Capitalizing On Your Skills

How to figure out what your skills are and use them in practical applications.

Many people wish they could use their skills in a more effective manner. However, they don't know where to start. Capitalizing on your skills is not difficult, if you know the right questions to ask.

First of all, what are you good at? Make a list, and don't overlook the "little" things. For example, are you good at comforting and understanding children? Cooking meals on a budget? Running a household? Juggling? No matter how small or seemingly "insignificant" your skill may be, add it to your list. If you don't have a comprehensive list of what you can do, you won't know what to capitalize on!

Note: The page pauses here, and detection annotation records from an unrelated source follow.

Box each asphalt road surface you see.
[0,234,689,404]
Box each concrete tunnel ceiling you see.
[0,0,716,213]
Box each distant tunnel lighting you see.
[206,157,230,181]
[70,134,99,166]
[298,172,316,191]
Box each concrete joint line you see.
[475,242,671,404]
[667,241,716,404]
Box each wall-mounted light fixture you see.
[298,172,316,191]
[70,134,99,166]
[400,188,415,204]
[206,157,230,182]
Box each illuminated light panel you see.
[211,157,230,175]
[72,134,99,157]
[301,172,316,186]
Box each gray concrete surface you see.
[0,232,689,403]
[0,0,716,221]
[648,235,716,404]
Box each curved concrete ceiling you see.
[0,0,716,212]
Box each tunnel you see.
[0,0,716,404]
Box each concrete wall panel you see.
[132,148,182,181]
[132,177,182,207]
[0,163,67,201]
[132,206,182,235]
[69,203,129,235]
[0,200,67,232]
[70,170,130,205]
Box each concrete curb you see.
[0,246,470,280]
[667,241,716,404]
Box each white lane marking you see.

Next, think about how your skills might be useful. Helping children might mean you could tutor, or run a daycare center. Juggling might mean performances in your local parade. Cooking on a budget might lead to a book or article on how others can do the same thing you can. Don't be afraid to think outside the box -- if you're good at sympathizing with others, maybe you can volunteer at a rape crisis center as a counselor. Think about all sorts of possibilities for what you can do with your skills. Keep in mind that there is no "I can't" right now -- worry about feasibility later, dream now.



Look at your paper. What's jumping out at you? Do you have a particular thing you'd like to do? Can you group skills into a particular area? Maybe your interest and expertise lay mainly in one area; maybe they're very diverse. However, either way, you now have new possibilities open to you.

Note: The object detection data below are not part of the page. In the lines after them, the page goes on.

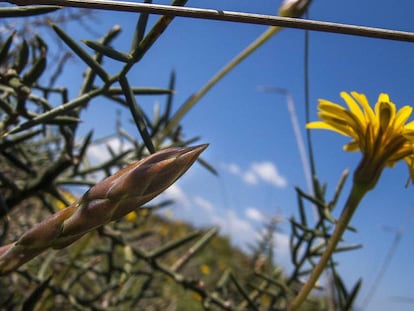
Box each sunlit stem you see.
[289,182,370,311]
[165,26,282,135]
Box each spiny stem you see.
[288,183,369,311]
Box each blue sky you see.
[38,0,414,311]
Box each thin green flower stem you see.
[288,182,369,311]
[164,27,282,135]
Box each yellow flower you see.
[200,264,211,275]
[307,92,414,189]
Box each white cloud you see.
[223,161,287,188]
[243,171,259,185]
[88,137,132,163]
[160,183,191,209]
[244,207,265,222]
[251,161,287,188]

Consider showing your list to a close friend or family member. Ask them what else you're good at, or what other uses for your skills they can think of. They might surprise you by pointing out something you hadn't considered. Discuss the possibilities and think about putting one of your new plans in action.

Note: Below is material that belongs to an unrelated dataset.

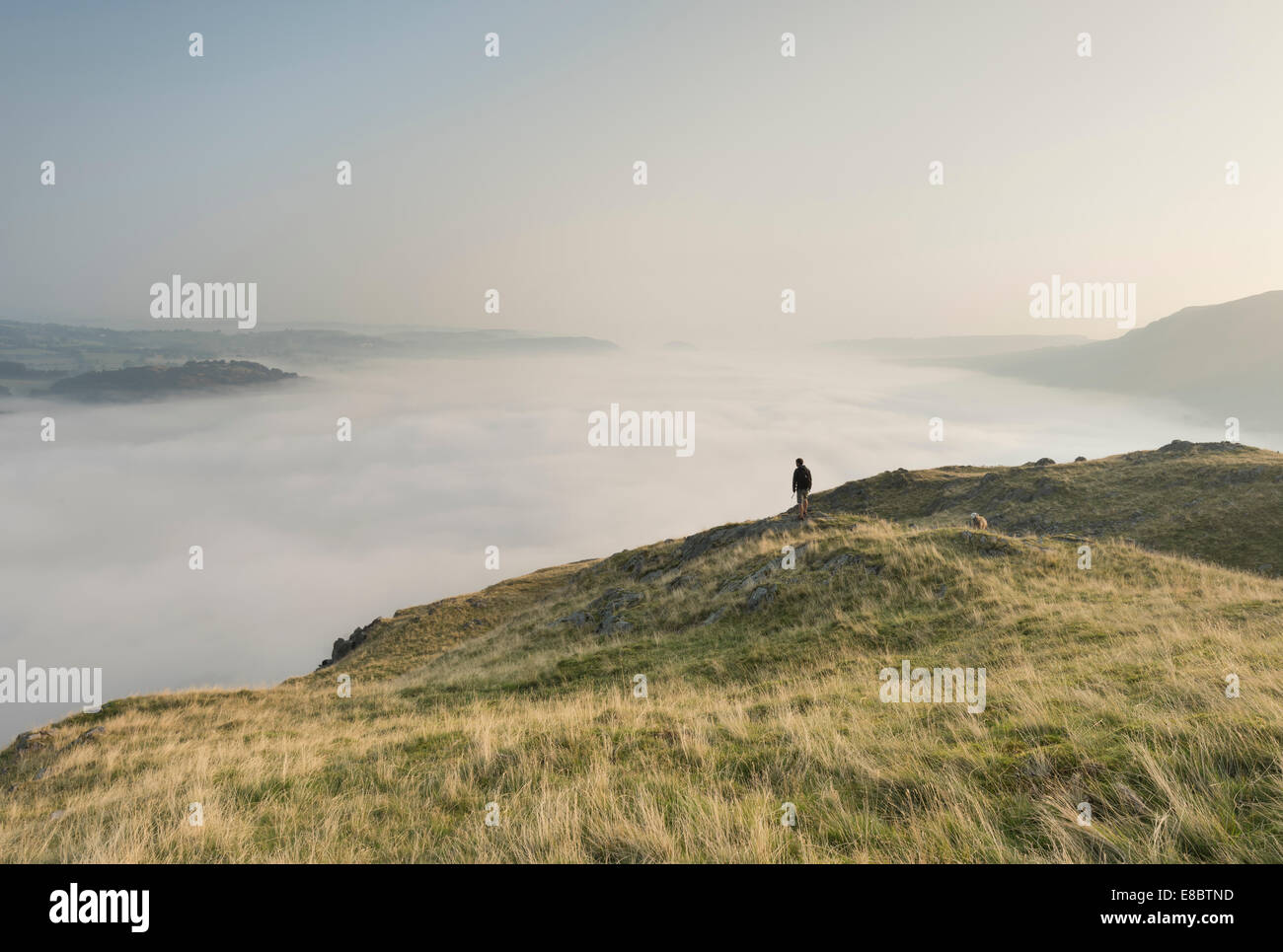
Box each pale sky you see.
[0,0,1283,345]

Then, it's time to put your plan in action. If, for example, you've found that you're good at doing math facts in your head, and you're good at sympathizing with and understanding children, you could head on over to your local elementary school and volunteer as a math tutor. If you're an amateur musician, maybe you can join a community band or orchestra (most communities have one, and most are non-auditioned).

Volunteering is usually one of the best ways to capitalize on your skills, but you can turn them into a job, too. If you really like to write, maybe it's time to look into freelance writing. If you're good at organizing things, maybe it's time to share the system you use, through a book or by inventing a certain type of shelving or labels that you use.

Almost anything can be turned into a useful pastime, even if you're pretty busy. You may use your skills to help you get re-organized at work, so you end up with more time for your family. Simply realizing what you're capable of may afford you more effective ways of doing things, leaving you more time and less stress. Realizing that you have all these skills you never really thought about can also raise your self-esteem!

Always try to use your skills in multiple ways and in combination with other skills. For example, if you find yourself either disorganized or overly organized at work, maybe you can use the organization skills you've found you have at home to get yourself re-organized at work. Maybe you've found a way that you learn best, and you can use it to grasp the concepts behind the new project more quickly (which could lead to a promotion down the line!).

Capitalizing on your skills is something that everyone one can do, and it can improve the quality of your life.